Assuming a simple data-set looking like this
As you can see there is 10 lines, each one representing an entity. For each entity, there is an amount of downloaded and uploaded data which are for the example rounded values, but it could be floated values as well.
The summ of all values is done for each column. The rule is that when we substract (downloaded total) - (uploaded total), the result should always be zero. As you can notice it, the result of this substraction for this dataset is +25.
From there, and assuming any other dataset following this pattern, how could i identify the errored member, if one exists (meaning the rule is not fullfilled). If it isn't possible to be 100% sure of the errored member in a dataset, what is the best way to calculate probabilities for each member being the errored one?
Hope i was clear with my request
Best regards
William
NOTE: I am from stackoverflow, but since it is a pure math question i came here. I am not asking for an implementation, but for advices and approachs about resolving a problem like this.
EDIT: Here are some informations i have forget to provide about the dataset.
- The number of entities is not limited and the size is not predictible, it could be small or large (1 to 10,000 approx)
- In reality, teh repeated 'ties' in the dataset shouldn't appear so often. It is just to have a readable and simple example.
- Here i use rounded values in the dataset, but we should expect floated values most of the time (99,99%).
- What i mean by an 'errored member' is a value that doesn't help to fullfill the rule. Also, there could be 0 or more errored members.
You have not given anywhere near enough information for me to give you a responsible answer. So I will make some very speculative assumptions, and give you an answer based on those assumptions. If you are not satisfied with the answer, maybe that will prompt you to provide more insight into what your data are like and what you really want to do.
I assume that you always have a table of 10 or more rows ('entities') and that both upload and download numbers are from processes that are at least approximately normal. Then you have $n = 10$ or more row (upload minus download) differences $D_i$ which might be approximately distributed. You are asking if their average $\bar D$ is consistent with a true (population) average difference $\Delta = 0.$
In that case you have a paired t-test. The $T$ statistic is $$T = \frac{\bar D - 0}{S_D/\sqrt{n}},$$ where $T$ has Student's t distribution with degrees of freedom $df = n - 1.$
In your example, the $n = 10$ differences are 0, 20, -50, 0, 5, 50, 30, 25, -55, and 0. Thus, their mean is $\bar D = 2.5,$ their standard deviation is $S_D = 33.19,$ and $T = 0.2382.$ In this case you would have found a statistically significant difference if $|T| > 2.262.$ So your result is nowhere near being significant. If you know about P-values, the P-value for your data is 0.817; it would have to be $smaller$ that 0.05 in order to declare a significant difference at the 5% level of significance.
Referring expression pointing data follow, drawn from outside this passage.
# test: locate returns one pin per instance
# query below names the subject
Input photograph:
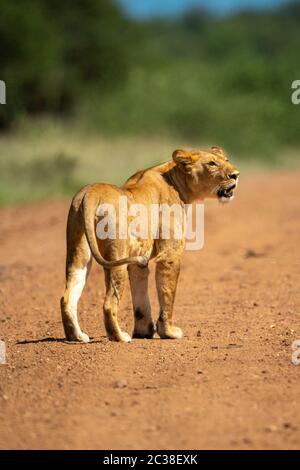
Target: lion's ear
(217, 150)
(184, 159)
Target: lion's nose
(234, 175)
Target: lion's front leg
(167, 273)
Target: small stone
(121, 383)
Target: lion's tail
(90, 203)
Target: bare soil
(229, 383)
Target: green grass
(45, 159)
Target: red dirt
(232, 385)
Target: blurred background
(97, 89)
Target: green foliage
(197, 78)
(51, 50)
(39, 178)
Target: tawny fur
(189, 176)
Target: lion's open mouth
(226, 194)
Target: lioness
(189, 176)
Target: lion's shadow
(52, 339)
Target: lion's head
(209, 174)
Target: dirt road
(228, 384)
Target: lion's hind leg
(114, 280)
(77, 268)
(143, 324)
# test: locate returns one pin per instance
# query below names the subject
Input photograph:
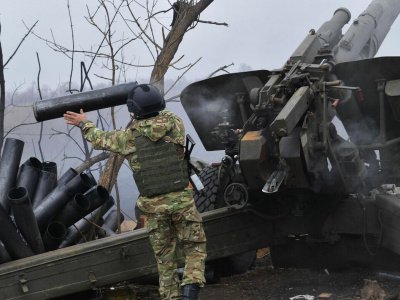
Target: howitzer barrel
(328, 34)
(92, 100)
(368, 31)
(331, 31)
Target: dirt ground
(264, 281)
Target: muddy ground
(264, 281)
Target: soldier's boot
(190, 291)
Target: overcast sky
(262, 34)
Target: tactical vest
(161, 169)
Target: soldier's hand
(74, 118)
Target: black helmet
(145, 101)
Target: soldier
(154, 148)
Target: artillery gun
(313, 147)
(318, 196)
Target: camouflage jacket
(123, 142)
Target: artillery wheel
(212, 198)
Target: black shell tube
(105, 231)
(50, 166)
(110, 224)
(67, 176)
(97, 195)
(91, 177)
(88, 101)
(4, 255)
(82, 227)
(58, 197)
(74, 210)
(11, 239)
(9, 166)
(34, 162)
(44, 186)
(27, 178)
(112, 220)
(25, 219)
(55, 233)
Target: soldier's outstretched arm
(117, 141)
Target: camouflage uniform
(171, 216)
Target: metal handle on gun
(188, 152)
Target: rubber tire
(212, 198)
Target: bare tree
(2, 81)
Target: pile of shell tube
(41, 213)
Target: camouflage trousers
(165, 229)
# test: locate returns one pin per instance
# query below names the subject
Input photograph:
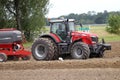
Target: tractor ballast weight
(11, 47)
(63, 39)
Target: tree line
(91, 17)
(25, 15)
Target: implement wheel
(3, 57)
(42, 49)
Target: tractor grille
(94, 39)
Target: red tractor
(11, 47)
(63, 39)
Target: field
(107, 68)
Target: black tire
(26, 58)
(80, 50)
(13, 58)
(100, 55)
(56, 54)
(42, 49)
(3, 57)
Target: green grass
(102, 33)
(99, 30)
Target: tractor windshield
(71, 26)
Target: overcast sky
(65, 7)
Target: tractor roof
(61, 20)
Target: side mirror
(81, 25)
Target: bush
(114, 23)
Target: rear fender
(52, 36)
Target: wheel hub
(40, 50)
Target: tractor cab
(62, 27)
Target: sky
(64, 7)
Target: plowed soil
(107, 68)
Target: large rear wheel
(3, 57)
(42, 49)
(80, 50)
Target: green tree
(114, 23)
(25, 15)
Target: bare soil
(107, 68)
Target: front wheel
(26, 58)
(80, 50)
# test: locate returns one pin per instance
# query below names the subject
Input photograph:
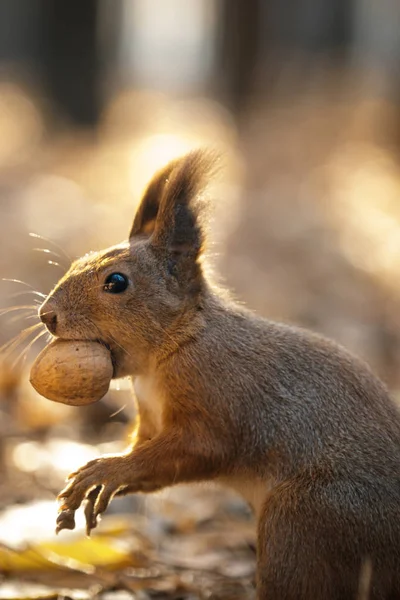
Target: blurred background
(302, 99)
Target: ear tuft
(145, 217)
(177, 227)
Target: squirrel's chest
(150, 401)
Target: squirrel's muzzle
(48, 316)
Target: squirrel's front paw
(96, 483)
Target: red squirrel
(294, 422)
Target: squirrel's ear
(178, 228)
(145, 217)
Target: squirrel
(292, 421)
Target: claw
(90, 516)
(65, 520)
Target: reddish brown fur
(297, 424)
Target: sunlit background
(302, 101)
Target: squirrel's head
(142, 298)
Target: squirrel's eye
(116, 283)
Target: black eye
(116, 283)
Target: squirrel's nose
(48, 316)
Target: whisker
(16, 294)
(21, 282)
(41, 237)
(22, 318)
(25, 307)
(51, 252)
(52, 262)
(13, 343)
(24, 352)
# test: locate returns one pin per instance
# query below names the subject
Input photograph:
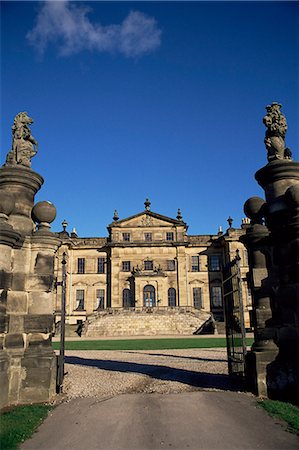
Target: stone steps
(137, 323)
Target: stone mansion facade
(147, 261)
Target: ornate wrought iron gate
(234, 317)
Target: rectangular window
(81, 265)
(216, 297)
(100, 299)
(80, 299)
(148, 265)
(101, 265)
(171, 264)
(169, 236)
(126, 266)
(197, 302)
(214, 263)
(195, 263)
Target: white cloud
(67, 25)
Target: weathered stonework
(273, 367)
(27, 283)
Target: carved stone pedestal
(27, 283)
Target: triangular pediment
(147, 219)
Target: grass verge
(19, 423)
(146, 344)
(285, 411)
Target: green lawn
(285, 411)
(146, 344)
(19, 423)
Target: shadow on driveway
(192, 378)
(194, 358)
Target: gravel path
(104, 374)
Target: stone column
(23, 183)
(39, 361)
(280, 180)
(8, 239)
(263, 349)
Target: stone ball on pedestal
(43, 212)
(7, 203)
(292, 196)
(254, 208)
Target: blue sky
(148, 99)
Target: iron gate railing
(234, 317)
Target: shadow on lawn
(192, 378)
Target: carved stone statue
(277, 127)
(24, 146)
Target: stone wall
(146, 323)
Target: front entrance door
(149, 296)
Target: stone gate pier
(273, 246)
(27, 283)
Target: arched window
(149, 296)
(127, 298)
(171, 297)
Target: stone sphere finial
(115, 215)
(64, 225)
(7, 203)
(179, 215)
(43, 213)
(147, 204)
(292, 196)
(230, 221)
(254, 208)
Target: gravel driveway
(103, 374)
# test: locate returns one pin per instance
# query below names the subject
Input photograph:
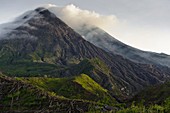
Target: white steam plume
(76, 17)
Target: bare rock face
(44, 40)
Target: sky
(144, 24)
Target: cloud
(76, 17)
(134, 33)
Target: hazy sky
(144, 24)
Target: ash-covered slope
(105, 41)
(45, 42)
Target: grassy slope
(78, 87)
(154, 94)
(19, 96)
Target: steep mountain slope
(155, 94)
(105, 41)
(46, 43)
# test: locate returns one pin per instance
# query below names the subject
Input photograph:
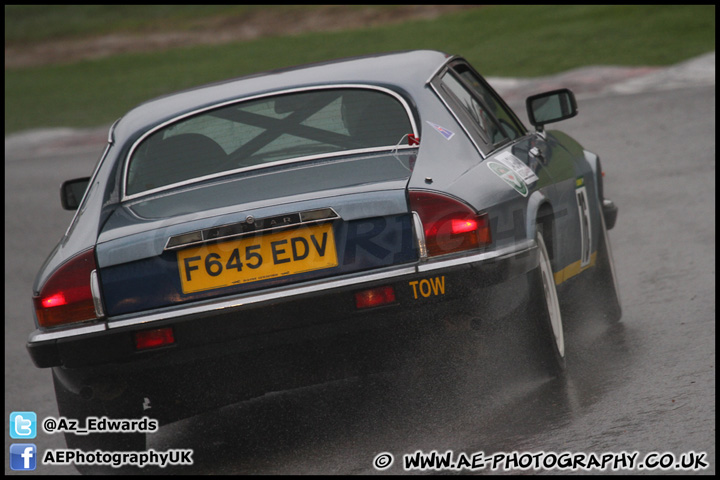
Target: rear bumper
(271, 341)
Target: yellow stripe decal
(573, 269)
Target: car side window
(475, 109)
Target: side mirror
(551, 107)
(72, 191)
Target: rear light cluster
(449, 225)
(67, 296)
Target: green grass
(498, 40)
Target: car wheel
(74, 406)
(545, 309)
(605, 281)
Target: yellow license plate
(253, 259)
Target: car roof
(403, 70)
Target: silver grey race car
(306, 225)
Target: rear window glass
(265, 131)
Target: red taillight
(450, 225)
(375, 297)
(157, 337)
(67, 297)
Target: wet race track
(644, 385)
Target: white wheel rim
(553, 305)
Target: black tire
(545, 310)
(74, 406)
(604, 282)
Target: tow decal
(432, 287)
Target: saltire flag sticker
(443, 131)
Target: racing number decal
(584, 216)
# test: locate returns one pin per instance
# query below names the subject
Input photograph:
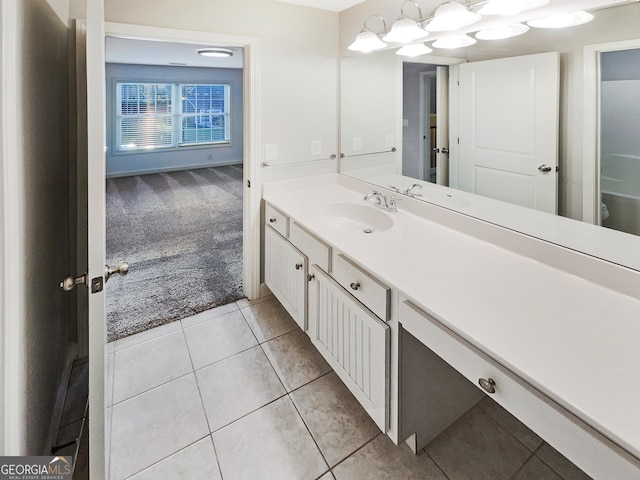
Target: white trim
(252, 132)
(591, 126)
(12, 294)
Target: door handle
(121, 269)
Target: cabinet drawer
(315, 249)
(597, 455)
(374, 294)
(277, 220)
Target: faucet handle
(391, 203)
(410, 193)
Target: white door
(442, 126)
(96, 249)
(508, 129)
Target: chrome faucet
(382, 202)
(409, 191)
(380, 199)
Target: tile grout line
(168, 456)
(509, 431)
(195, 377)
(215, 454)
(424, 449)
(354, 452)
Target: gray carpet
(181, 233)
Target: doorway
(619, 144)
(174, 186)
(419, 121)
(594, 209)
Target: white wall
(612, 24)
(298, 66)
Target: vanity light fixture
(451, 16)
(215, 52)
(561, 20)
(510, 7)
(405, 29)
(455, 41)
(414, 50)
(502, 31)
(367, 40)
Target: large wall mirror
(394, 132)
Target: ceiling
(332, 5)
(149, 52)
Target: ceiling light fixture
(414, 50)
(451, 16)
(215, 52)
(367, 40)
(562, 20)
(510, 7)
(502, 32)
(456, 41)
(405, 29)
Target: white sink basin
(355, 217)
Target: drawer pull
(488, 385)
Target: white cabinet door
(285, 273)
(354, 342)
(508, 129)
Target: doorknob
(69, 282)
(121, 269)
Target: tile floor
(239, 392)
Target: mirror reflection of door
(419, 121)
(619, 142)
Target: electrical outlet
(271, 152)
(316, 147)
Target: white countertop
(575, 341)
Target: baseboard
(263, 291)
(178, 168)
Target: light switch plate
(389, 141)
(271, 152)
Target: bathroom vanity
(423, 311)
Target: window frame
(176, 117)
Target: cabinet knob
(488, 385)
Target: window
(161, 115)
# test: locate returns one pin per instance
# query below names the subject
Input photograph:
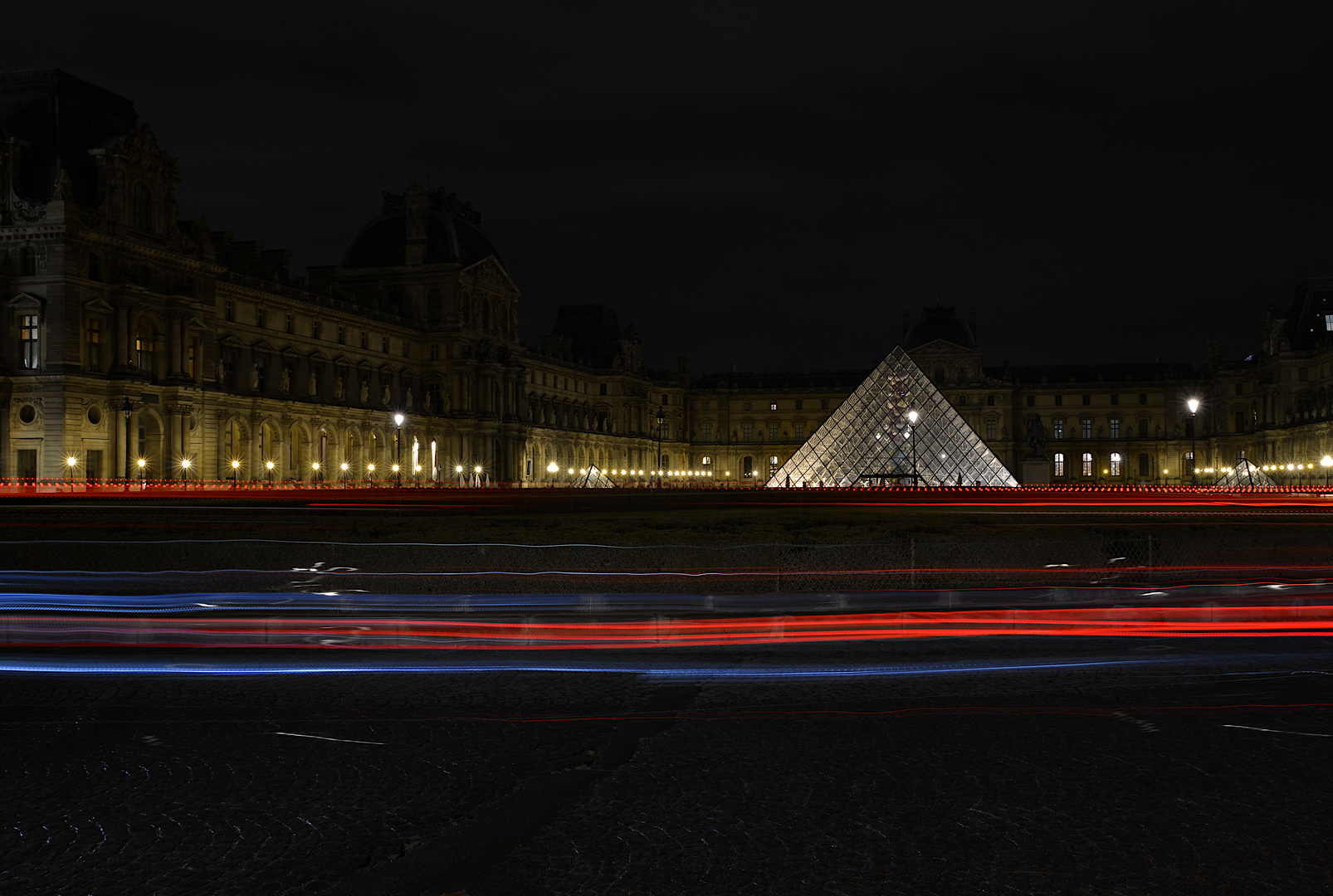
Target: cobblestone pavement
(1208, 777)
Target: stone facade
(222, 356)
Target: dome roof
(939, 323)
(453, 235)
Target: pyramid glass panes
(595, 479)
(871, 441)
(1245, 475)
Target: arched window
(144, 347)
(143, 208)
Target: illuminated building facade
(223, 358)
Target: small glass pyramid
(1244, 475)
(595, 479)
(869, 439)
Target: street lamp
(662, 424)
(127, 410)
(1194, 436)
(912, 417)
(398, 437)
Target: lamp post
(127, 410)
(398, 439)
(1194, 436)
(662, 424)
(912, 417)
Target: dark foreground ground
(1003, 766)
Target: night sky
(768, 184)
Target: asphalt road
(988, 766)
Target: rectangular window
(95, 346)
(28, 334)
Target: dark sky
(769, 184)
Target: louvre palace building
(138, 342)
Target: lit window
(95, 346)
(28, 334)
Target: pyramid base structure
(872, 439)
(1244, 475)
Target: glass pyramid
(1244, 475)
(595, 479)
(869, 439)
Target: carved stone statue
(1036, 441)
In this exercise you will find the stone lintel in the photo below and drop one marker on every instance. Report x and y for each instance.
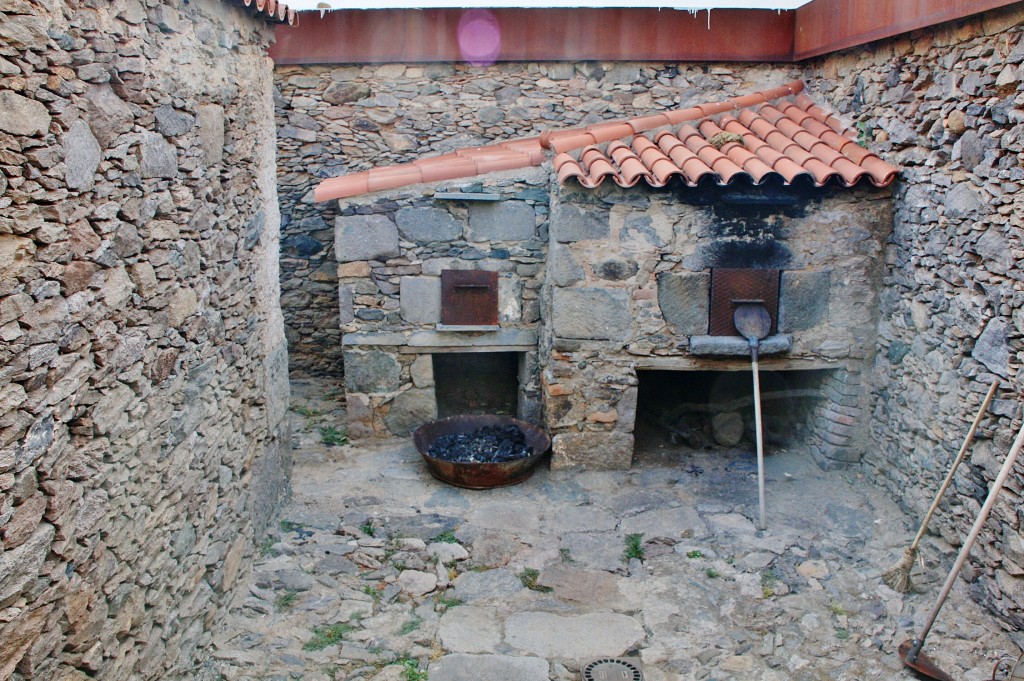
(437, 349)
(735, 345)
(465, 339)
(373, 339)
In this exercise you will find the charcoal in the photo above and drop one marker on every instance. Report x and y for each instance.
(489, 444)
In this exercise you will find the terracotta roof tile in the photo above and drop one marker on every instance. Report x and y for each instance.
(271, 10)
(758, 136)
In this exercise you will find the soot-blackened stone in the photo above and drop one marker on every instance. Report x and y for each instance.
(488, 444)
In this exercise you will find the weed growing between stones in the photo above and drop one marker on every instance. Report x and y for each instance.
(286, 600)
(304, 412)
(328, 635)
(446, 537)
(528, 577)
(266, 549)
(634, 547)
(411, 670)
(448, 601)
(333, 436)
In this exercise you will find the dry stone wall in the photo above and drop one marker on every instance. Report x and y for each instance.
(947, 105)
(347, 118)
(142, 360)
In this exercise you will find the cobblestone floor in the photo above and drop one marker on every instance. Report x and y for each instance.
(379, 572)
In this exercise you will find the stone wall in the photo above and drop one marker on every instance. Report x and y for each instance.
(142, 359)
(391, 250)
(629, 286)
(945, 104)
(340, 119)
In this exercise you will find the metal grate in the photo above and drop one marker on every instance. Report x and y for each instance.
(611, 669)
(469, 297)
(731, 287)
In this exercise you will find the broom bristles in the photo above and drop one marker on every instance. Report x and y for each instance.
(897, 578)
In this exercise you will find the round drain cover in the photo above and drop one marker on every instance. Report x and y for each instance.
(611, 669)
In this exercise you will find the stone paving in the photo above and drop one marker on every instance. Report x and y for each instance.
(379, 572)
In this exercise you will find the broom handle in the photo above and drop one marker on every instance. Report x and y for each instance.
(1008, 467)
(956, 463)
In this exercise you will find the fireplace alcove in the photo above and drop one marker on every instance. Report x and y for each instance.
(714, 410)
(476, 383)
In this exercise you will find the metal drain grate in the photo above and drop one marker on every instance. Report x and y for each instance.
(611, 669)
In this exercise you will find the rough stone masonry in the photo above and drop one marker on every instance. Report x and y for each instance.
(142, 360)
(944, 103)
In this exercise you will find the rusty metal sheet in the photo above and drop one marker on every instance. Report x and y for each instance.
(827, 26)
(469, 297)
(731, 287)
(376, 36)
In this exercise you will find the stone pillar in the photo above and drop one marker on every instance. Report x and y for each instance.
(838, 424)
(590, 409)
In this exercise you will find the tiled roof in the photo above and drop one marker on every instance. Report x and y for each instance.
(756, 136)
(271, 10)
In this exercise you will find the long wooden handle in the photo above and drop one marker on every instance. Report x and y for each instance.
(1008, 467)
(760, 437)
(956, 462)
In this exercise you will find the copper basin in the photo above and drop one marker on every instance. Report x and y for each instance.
(481, 475)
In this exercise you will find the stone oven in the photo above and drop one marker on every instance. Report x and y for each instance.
(634, 294)
(572, 293)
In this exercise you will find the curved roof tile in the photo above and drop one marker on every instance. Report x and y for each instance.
(777, 133)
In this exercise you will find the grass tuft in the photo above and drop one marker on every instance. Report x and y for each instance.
(446, 537)
(328, 635)
(411, 670)
(333, 436)
(634, 547)
(528, 577)
(286, 600)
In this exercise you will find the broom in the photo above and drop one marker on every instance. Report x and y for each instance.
(898, 577)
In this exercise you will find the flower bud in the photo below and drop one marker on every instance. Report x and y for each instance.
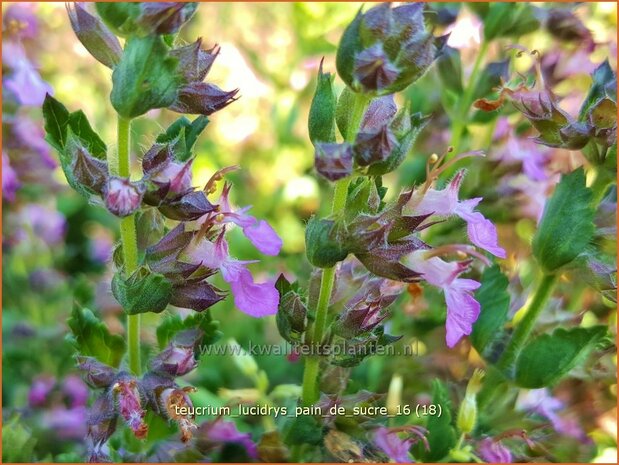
(94, 35)
(385, 50)
(333, 161)
(129, 405)
(165, 17)
(321, 120)
(175, 360)
(244, 361)
(101, 423)
(95, 373)
(121, 196)
(202, 98)
(197, 296)
(194, 62)
(178, 406)
(394, 395)
(87, 170)
(467, 415)
(189, 207)
(324, 245)
(291, 317)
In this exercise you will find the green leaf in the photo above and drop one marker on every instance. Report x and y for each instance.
(142, 292)
(509, 20)
(441, 433)
(17, 442)
(119, 16)
(79, 125)
(490, 78)
(56, 122)
(321, 121)
(549, 357)
(567, 224)
(449, 67)
(145, 78)
(173, 324)
(494, 301)
(185, 133)
(604, 85)
(304, 429)
(91, 337)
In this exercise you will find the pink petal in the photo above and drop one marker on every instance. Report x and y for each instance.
(256, 300)
(264, 237)
(462, 310)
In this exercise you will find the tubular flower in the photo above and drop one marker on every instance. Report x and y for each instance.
(462, 308)
(445, 202)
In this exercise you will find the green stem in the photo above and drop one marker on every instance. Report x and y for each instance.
(119, 165)
(310, 392)
(525, 326)
(459, 124)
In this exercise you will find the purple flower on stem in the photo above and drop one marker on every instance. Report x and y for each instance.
(24, 80)
(493, 451)
(130, 407)
(76, 391)
(226, 432)
(462, 308)
(259, 232)
(255, 299)
(445, 202)
(10, 182)
(45, 223)
(396, 448)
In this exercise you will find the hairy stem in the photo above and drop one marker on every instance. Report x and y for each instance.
(525, 326)
(462, 112)
(119, 166)
(310, 392)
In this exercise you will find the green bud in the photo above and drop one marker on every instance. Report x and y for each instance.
(142, 292)
(467, 415)
(321, 121)
(324, 244)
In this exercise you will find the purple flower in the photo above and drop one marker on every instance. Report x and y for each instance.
(462, 308)
(522, 150)
(226, 432)
(122, 197)
(76, 391)
(396, 448)
(31, 135)
(40, 391)
(25, 81)
(173, 401)
(445, 202)
(494, 452)
(45, 223)
(540, 401)
(259, 232)
(254, 299)
(10, 183)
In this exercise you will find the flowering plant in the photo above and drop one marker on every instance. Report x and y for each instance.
(467, 225)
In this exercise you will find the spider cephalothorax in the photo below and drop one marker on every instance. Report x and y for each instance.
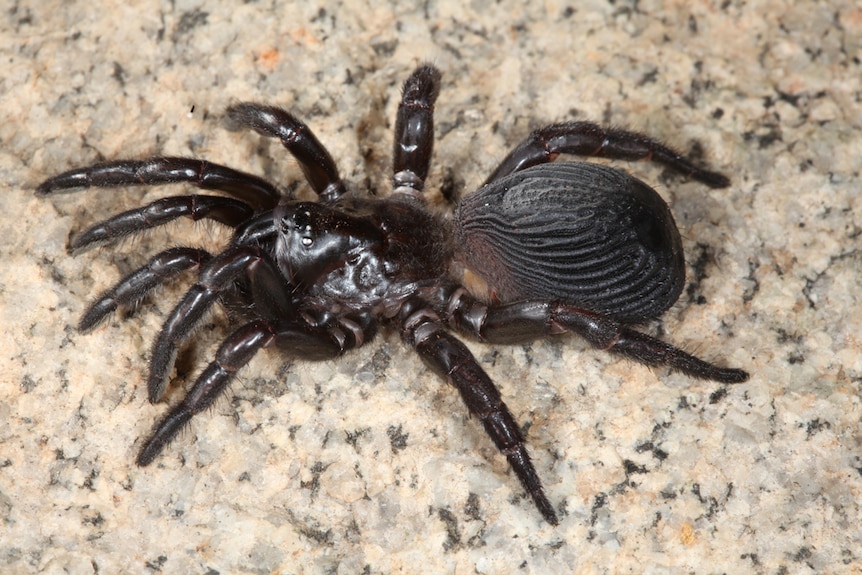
(548, 248)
Even with only ten pairs, the t test is reasonable tolerant of non-normal data as long as there is not marked skewness or far outliers. For your data a Shapiro-Wilk test of normality does not come anywhere near declaring your 10 differences to be other than normal. (But to be fair, it is very difficult to detect nonnormality for such small samples.)
If you are suspicious that, generally speaking (not just in this case), your data might be far from normal, then you could use a nonparametric Wilcoxon signed-rank test (see Wikipedia or a basic statistics text) to judge whether the $median$ of your $n$ differences is significantly different from 0. This test does not assume normal data.
For your particular data, this test does not work well because you have so many 'ties' repeated values among the $D_i.$ I suspect this may be a peculiarity of your particular data sample.
In case ties are an endemic difficulty, there are other possible paired tests available.
Here are some of the many possible difficulties trying to make sense of your situation with so little information:
(1) When one fails to find significance, the next issue is to try to assess the power of the test. That is the probability that one could have rejected if a difference of 'important' size were actually present. For example, with only 10 differences, it might be that you would almost never discover errors of a size that really would be of concern to you. From what you have said, I have no basis at all to comment on this possible difficulty.
(2) The numbers in your example are 'outrageously' round--not just integers, but all ending in 0 or 5. You said real data might not even be integers, but have several decimal places. I would feel better about using the t test if that were true.
(3) It would also be better if you typically had more than 10 differences $D_i$ to use in deciding if your overall table reveals an error. And it would be helpful if I didn't have to guess what you mean mean by an 'error'.